Tuesday, January 22, 2013

Check it out!


An interesting story in the WSJ about how public libraries are trying to interpret their mission in the 21st Century.

They’re putting on hog butchering demonstrations (Overland Park, Ks.) and running virtual bowling leagues (Des Plaines, Ill.), among other activities. Along with books (hard copy and electronic) and videos, they’re lending musical instruments and construction tools.

And in addition to improving lectures on local botany and ancient Greek pottery, they’re offering rock concerts and stand-up comedy shows.

I haven’t noticed any of this hoo-ha at any of the six library systems that I use in the Valley they call Silicon. I do know that in the Milpitas branch of the Santa Clara County Library, on the mornings they hold the toddlers’ story time, you have to park at the top of the garage because the lower three levels are packed with SUVs and mini-vans, and you wade through massed squadrons of very upscale strollers parked by the stairs to get to the adult non-fiction section. But that’s pretty traditional.

Although I think some of the stories are told in Mandarin.

I’m not sure how I feel about all this new-fangled approach. I thought the North Seattle branch of the public library had lost the plot when it only had about six aisles of books and devoted the rest of its space to computers, DVDs  and CDs. The system did have books, because I used to request them and have them delivered to NS for pick-up; but they didn’t seem to have as many as the King County system.

So much for their image of being the national vortex of intellectual achievement.

I mean, it was like that old “Laugh-In” joke: “I went to the Beautiful Downtown Burbank Library, but their book was checked out.”

I grew up with and in the Pasadena Public Library. My first paycheck job (you know—an actual paycheck that you had to deposit in your bank, as opposed to being paid in cash for babysitting) was with PPL, shelving books in the Children’s Room of the main branch. I researched papers in the periodical stacks, where I’d get lured away from the stories I was after by magazine advertisements from the 1920s, 1930s and 1940s. They had a listening room, where you could plug into classical music or jazz or Broadway shows; and they rented out a couple of electric typewriters by the half-hour.

(Hey—that’s how Ray Bradbury wrote Fahrenheit 451; only he used the UCLA library for that.)

And PPL was in the vanguard of expanding services to its patrons. They were the first library I ever heard of to open on Sunday afternoons. Back in the 70s, they were primary movers in the Metropolitan Cooperative Library Service (MCLS)—where libraries in communities surrounding LA city pooled resources. You could check out materials from any one of the participating libraries through your own system.

Of course, I’m a little fuzzy on how you found the danged things, because they still used those card catalogs to list all their holdings.

But if another library in the system had what you wanted, you could request it and pick it up at your local branch. It opened up a major chunk of the world to you. Amazing.

A few years ago I stopped by PPL’s main branch.
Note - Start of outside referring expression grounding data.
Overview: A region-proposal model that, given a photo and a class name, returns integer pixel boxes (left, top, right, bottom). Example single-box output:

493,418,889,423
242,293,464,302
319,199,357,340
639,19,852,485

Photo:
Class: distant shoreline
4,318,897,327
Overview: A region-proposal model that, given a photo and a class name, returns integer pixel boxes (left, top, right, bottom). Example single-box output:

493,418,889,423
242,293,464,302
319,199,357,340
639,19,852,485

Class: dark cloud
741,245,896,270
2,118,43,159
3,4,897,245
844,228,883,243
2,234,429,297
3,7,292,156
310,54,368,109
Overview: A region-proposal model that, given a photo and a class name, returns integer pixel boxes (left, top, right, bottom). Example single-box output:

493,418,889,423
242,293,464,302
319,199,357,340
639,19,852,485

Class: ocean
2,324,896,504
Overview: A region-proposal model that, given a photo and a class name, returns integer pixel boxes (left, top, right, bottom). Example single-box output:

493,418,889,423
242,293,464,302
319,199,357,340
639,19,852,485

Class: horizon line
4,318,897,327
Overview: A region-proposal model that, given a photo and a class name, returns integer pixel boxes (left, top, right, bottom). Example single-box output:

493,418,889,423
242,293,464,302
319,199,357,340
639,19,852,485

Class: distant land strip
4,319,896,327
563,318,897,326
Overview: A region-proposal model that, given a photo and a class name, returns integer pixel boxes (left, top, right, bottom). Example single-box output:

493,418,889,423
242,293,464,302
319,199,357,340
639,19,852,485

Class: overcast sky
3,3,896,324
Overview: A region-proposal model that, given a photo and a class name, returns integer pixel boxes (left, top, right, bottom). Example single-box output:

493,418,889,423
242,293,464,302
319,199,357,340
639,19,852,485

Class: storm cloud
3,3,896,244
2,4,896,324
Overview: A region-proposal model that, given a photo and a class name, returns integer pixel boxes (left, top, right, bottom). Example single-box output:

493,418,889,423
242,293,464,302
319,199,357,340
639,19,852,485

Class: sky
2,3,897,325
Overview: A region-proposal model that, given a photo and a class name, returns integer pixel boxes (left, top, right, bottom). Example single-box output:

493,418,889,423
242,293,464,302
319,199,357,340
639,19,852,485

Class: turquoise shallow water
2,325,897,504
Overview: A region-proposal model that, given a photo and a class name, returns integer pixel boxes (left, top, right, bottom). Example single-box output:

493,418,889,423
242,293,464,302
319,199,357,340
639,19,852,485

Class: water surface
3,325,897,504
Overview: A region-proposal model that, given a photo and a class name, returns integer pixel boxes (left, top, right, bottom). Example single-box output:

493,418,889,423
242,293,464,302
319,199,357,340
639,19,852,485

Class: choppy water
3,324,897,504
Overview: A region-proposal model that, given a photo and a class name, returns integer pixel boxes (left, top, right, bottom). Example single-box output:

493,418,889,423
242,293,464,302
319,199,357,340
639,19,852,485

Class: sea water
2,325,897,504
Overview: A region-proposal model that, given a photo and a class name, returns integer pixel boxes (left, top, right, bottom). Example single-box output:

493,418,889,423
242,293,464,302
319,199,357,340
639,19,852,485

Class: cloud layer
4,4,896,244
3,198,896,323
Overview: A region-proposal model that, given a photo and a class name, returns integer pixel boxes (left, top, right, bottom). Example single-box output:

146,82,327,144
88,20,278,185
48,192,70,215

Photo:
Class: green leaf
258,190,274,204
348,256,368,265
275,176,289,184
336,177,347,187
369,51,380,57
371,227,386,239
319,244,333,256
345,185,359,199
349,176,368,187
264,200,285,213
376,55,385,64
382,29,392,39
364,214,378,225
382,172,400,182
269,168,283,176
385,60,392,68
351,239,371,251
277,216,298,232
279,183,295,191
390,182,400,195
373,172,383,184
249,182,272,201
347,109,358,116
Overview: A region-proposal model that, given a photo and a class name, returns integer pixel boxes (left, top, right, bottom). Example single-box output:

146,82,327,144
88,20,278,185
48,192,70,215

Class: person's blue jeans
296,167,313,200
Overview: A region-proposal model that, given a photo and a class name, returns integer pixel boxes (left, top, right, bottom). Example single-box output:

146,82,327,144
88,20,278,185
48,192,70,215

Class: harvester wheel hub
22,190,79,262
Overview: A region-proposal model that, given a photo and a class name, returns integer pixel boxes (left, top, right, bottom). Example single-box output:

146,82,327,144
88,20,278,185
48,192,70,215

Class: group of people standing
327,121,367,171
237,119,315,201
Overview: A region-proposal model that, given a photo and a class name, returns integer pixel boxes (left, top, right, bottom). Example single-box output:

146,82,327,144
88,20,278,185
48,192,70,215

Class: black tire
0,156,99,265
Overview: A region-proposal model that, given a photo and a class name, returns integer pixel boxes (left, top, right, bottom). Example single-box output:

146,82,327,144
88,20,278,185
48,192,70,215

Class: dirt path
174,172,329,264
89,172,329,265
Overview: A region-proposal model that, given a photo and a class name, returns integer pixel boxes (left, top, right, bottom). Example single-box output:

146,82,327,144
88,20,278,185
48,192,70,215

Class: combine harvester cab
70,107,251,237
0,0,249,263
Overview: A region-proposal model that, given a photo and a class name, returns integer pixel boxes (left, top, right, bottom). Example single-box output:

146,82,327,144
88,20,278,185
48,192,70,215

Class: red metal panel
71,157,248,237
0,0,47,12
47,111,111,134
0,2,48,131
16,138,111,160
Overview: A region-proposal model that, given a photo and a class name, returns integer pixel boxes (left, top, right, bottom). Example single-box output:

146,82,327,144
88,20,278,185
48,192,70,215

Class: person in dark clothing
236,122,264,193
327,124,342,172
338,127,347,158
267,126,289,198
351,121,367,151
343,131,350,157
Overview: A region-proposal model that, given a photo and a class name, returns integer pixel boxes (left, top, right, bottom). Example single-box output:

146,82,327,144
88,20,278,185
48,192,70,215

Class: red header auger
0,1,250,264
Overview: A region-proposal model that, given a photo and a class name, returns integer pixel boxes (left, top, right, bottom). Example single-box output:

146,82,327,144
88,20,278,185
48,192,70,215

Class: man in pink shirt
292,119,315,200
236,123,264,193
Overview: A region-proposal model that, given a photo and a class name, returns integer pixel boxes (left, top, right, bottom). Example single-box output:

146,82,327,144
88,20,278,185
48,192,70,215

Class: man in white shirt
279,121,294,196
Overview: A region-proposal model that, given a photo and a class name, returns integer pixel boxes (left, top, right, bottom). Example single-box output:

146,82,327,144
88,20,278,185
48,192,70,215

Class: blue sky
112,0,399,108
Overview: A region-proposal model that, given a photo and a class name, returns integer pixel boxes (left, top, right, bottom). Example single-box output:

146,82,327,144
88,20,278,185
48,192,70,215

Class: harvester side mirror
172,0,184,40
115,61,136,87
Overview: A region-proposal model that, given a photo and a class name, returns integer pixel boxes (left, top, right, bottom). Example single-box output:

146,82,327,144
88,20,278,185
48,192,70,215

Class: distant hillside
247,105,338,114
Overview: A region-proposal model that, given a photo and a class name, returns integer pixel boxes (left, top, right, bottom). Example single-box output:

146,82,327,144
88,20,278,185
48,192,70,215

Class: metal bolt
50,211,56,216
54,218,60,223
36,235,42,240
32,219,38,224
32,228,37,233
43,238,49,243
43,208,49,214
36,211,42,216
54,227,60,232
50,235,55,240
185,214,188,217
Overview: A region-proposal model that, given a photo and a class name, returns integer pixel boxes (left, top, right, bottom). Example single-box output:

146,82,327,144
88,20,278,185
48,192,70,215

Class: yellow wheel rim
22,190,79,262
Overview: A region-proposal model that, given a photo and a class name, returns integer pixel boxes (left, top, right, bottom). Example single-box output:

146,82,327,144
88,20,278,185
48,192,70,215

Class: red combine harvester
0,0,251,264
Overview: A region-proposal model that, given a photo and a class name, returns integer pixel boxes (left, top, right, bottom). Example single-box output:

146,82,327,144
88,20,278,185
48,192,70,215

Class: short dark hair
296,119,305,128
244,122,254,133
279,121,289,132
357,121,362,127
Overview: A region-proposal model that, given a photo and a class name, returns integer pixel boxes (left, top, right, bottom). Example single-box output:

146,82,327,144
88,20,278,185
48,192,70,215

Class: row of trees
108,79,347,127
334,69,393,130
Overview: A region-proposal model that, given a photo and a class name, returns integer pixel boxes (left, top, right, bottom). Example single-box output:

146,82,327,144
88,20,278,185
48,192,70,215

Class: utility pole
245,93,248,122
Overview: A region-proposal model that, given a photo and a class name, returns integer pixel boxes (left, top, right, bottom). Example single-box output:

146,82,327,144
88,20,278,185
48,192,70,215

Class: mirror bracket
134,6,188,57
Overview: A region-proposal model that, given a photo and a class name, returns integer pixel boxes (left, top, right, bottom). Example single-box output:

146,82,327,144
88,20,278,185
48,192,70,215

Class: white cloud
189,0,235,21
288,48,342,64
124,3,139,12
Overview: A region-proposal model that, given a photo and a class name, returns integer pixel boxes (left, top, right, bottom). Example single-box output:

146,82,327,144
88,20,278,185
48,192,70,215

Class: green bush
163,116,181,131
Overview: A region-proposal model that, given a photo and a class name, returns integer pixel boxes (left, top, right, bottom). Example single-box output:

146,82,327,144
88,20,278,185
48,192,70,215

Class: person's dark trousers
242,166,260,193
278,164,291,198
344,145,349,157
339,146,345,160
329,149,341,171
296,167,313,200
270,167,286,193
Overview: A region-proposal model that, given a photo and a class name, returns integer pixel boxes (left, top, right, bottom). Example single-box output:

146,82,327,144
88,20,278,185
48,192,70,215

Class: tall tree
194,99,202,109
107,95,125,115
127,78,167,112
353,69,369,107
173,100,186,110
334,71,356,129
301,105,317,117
It’s a venerable building, as such things go in Southern California. I walked into the main hall and found table after table laptop-ready, with masses of electrical outlets and high-speed Internet access. They had a coffee kiosk in the courtyard off what used to be the Fine Arts room. And it isn't Starbucks!

But with all the new high-tech offerings, I didn’t see the niche where the old winos used to come in when the library opened, park in one of the overstuffed chairs and stay until closing—warm in winter, cool in summer. I wonder where they’ve gone?

Unless they’re at the hog-butchering lectures or logging onto the libraries’ public computers.